GoLocalProv Endorsement: Governor

GoLocalProv

GoLocalProv Endorsement: Governor

Democratic Governor Dan McKee and Republican Candidate Ashley Kalus
This year’s Rhode Island gubernatorial campaign may offer among the starkest contrasts of candidates in the state in substance and style in decades.

Democrat Dan McKee, the incumbent, is by all accounts a competent and experienced elected official. He is solid on the issues, but often loses points on finesse. And the main complaint by some people is that he’s “boring.’’

Republican Ashley Kalus, a newcomer to the state from Florida and Illinois, is bright and energetic and, at times, even frenetic in her campaign for governor —recalling the Tasmanian devil in the Bugs Bunny cartoons.

In this past week’s debate, McKee said that he was the most experienced governor in Rhode Island's history in making positive changes in education. That statement is true, and it is perplexing why it has not been the central theme of his campaign.

McKee has been directly responsible for the major improvements in the state's public-education system in the past 15 years. Consider that Mayoral Academies and Achievement First are the best-performing public schools in the state.

The often arrogant Kalus might be the feistiest candidate in recent Rhode Island political history, which can make her both very entertaining and irritating. She often raises important issues but fails to develop them or offer a specific executable action plan. And her business life has included examples of extreme volatility, harshness and an inability to get along with people. It’s hard to see her as managing the thousands of people in state government. (Some of her business activities remain mysterious.)

A "bulldog" approach in business is not disturbing per se. And her salty language is not a disqualifier. We have often been called worse by frustrated and angry public figures than what she –- unfortunately – has called people she’s been fighting with.

McKee has significant accomplishments beyond education. When he assumed the governorship, he developed a strategy that transformed Rhode Island’s COVID-19 vaccination program and, in fact, took Rhode Island from worst to first — and cleaned up the incoherent program left by Gov. Gina Raimondo and Dr. Nicole Alexander-Scott. This saved hundreds, if not thousands, of lives.

His strategy in using federal funds from the American Rescue Plan Act is sound and may be transformative in Rhode Island’s future. He plans to have the state spend $500 million to build more affordable housing.
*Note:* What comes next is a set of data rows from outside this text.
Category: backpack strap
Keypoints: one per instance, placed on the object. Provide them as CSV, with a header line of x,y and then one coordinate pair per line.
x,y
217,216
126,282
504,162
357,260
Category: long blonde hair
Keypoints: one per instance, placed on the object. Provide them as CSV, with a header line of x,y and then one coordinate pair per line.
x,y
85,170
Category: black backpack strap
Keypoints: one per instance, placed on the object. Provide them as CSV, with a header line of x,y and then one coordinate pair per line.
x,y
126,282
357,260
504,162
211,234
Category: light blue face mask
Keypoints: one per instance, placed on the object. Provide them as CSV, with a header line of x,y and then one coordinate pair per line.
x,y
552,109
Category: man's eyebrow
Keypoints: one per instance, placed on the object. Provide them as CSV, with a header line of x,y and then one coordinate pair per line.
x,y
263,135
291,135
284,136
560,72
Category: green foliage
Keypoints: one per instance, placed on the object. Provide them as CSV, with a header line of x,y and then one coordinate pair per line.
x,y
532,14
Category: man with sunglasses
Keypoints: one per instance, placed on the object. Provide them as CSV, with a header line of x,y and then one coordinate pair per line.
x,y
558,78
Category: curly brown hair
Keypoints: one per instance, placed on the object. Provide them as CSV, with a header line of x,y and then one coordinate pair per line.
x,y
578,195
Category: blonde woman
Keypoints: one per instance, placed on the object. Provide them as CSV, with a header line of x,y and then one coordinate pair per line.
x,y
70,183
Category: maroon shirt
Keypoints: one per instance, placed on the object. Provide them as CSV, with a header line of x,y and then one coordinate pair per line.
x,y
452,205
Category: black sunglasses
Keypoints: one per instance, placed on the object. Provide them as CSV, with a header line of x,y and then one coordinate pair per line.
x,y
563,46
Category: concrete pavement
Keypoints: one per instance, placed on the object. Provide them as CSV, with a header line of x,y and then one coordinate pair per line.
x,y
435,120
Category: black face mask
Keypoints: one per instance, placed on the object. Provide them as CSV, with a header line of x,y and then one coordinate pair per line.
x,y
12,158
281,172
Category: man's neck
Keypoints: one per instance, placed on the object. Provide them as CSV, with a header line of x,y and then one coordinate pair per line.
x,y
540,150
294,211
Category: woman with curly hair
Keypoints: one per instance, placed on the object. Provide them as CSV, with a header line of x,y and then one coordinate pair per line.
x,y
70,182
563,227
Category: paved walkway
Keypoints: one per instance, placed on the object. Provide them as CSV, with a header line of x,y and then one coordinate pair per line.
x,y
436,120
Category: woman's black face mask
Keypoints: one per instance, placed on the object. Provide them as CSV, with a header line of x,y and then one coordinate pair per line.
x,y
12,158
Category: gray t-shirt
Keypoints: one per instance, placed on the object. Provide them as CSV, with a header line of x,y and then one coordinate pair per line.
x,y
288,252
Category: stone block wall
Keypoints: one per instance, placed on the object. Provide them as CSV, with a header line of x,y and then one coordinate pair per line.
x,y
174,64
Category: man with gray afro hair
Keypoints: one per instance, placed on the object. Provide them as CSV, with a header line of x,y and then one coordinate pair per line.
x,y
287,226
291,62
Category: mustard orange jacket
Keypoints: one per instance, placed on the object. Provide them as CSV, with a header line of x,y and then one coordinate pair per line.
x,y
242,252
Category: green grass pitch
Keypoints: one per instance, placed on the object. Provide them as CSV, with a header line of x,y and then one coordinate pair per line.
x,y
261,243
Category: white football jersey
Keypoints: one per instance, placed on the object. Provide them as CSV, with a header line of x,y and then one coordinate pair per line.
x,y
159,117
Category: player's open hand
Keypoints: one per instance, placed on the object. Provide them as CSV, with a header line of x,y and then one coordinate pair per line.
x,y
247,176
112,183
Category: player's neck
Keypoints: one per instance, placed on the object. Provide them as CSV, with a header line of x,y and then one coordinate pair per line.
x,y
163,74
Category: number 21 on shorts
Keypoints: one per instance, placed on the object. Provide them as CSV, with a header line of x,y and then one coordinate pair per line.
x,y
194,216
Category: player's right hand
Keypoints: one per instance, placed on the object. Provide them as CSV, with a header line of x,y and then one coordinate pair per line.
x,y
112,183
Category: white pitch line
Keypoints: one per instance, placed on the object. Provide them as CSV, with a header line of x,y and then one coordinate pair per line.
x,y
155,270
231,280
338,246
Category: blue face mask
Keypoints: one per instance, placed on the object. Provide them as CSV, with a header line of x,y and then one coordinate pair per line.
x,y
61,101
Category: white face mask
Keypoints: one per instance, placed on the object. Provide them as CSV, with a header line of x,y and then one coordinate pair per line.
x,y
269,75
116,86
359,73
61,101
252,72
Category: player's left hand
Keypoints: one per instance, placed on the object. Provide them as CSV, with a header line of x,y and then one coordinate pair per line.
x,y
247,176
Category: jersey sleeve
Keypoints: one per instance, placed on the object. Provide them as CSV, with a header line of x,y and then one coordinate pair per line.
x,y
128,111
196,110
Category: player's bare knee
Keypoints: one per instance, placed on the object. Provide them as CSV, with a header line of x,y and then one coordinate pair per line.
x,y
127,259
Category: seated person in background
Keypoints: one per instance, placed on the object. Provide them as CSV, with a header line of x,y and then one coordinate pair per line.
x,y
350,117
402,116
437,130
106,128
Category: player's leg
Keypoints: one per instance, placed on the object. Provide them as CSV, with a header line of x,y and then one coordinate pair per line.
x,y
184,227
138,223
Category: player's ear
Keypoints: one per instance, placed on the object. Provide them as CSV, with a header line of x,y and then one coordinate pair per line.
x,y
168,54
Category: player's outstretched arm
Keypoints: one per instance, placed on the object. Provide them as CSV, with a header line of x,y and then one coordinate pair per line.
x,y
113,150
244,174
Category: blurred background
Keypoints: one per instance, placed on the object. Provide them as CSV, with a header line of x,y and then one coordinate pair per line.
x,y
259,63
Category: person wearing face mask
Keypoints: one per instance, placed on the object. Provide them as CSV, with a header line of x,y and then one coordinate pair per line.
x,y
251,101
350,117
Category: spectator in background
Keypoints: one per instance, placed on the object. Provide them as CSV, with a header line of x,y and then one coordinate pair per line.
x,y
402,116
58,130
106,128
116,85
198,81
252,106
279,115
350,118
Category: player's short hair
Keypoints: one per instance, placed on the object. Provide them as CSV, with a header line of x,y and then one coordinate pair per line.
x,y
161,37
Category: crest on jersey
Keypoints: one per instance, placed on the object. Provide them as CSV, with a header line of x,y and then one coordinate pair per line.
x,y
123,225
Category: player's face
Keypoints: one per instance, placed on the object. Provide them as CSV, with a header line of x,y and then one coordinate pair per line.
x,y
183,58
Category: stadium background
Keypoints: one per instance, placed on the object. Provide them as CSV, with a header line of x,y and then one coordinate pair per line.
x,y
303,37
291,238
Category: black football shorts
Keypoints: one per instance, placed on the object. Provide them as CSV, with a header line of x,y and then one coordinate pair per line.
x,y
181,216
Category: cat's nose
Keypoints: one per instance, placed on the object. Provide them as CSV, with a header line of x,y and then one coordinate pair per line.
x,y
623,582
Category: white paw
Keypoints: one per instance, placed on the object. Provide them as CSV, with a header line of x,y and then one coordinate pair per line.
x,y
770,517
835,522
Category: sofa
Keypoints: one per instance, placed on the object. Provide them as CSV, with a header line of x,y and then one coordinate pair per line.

This would have at least four positive impacts – tending to curb overall housing costs by increasing supply; providing urgently needed safe housing to lower-income Rhode Islanders;  creating thousands of construction-related jobs for years to come, and speeding up efforts by the state to train more people to work in the building trades.

Kalus’s assertion that she would build 20,000 new housing units each year is implausible. Rhode Island built about 1,500 units annually.  There are an inadequate number of people in the building trades as it is, and lands permitted for new construction are scarce. Kalus implies that she would steamroll the zoning laws of such suburban and rural communities as Barrington, Exeter and Richmond for this new construction. This won’t work.

McKee is understated, and his messaging is often underwhelming. The Trump-style Kalus may put on a lively show, but her claims too often are not based on facts. In style and manner, McKee is the conservative and Kalus the radical.

She said that she wants to cut taxes drastically —a perennial popular promise by many politicians. It’s low-hanging but hollow fruit. On the one hand, she wants big new state programs, on the other hand, to slash taxes. Kalus hasn’t provided examples of direct spending cuts to offset the lack of revenue. Such offsets are essential in responsible Governance 101. It's easy to promise the moon and stars, but you have to know how to get there, not just curry votes.

Four years of Kalus as governor could be quite a spectacle, thus good for expanding our readership, but an alarming choice for Rhode Island’s future.

So GoLocal endorses Dan McKee for governor and hopes that if elected, he’d be laser-focused on building on his education successes to transform Rhode Island’s K-12 learning. It would be among the most meaningful accomplishments by any governor and would transform Rhode Island’s economy.

Every company would want to be in a state full of bright, educated, and motivated citizens. Consider that a major reason that Massachusetts remains such a rich state is the quality of its public education.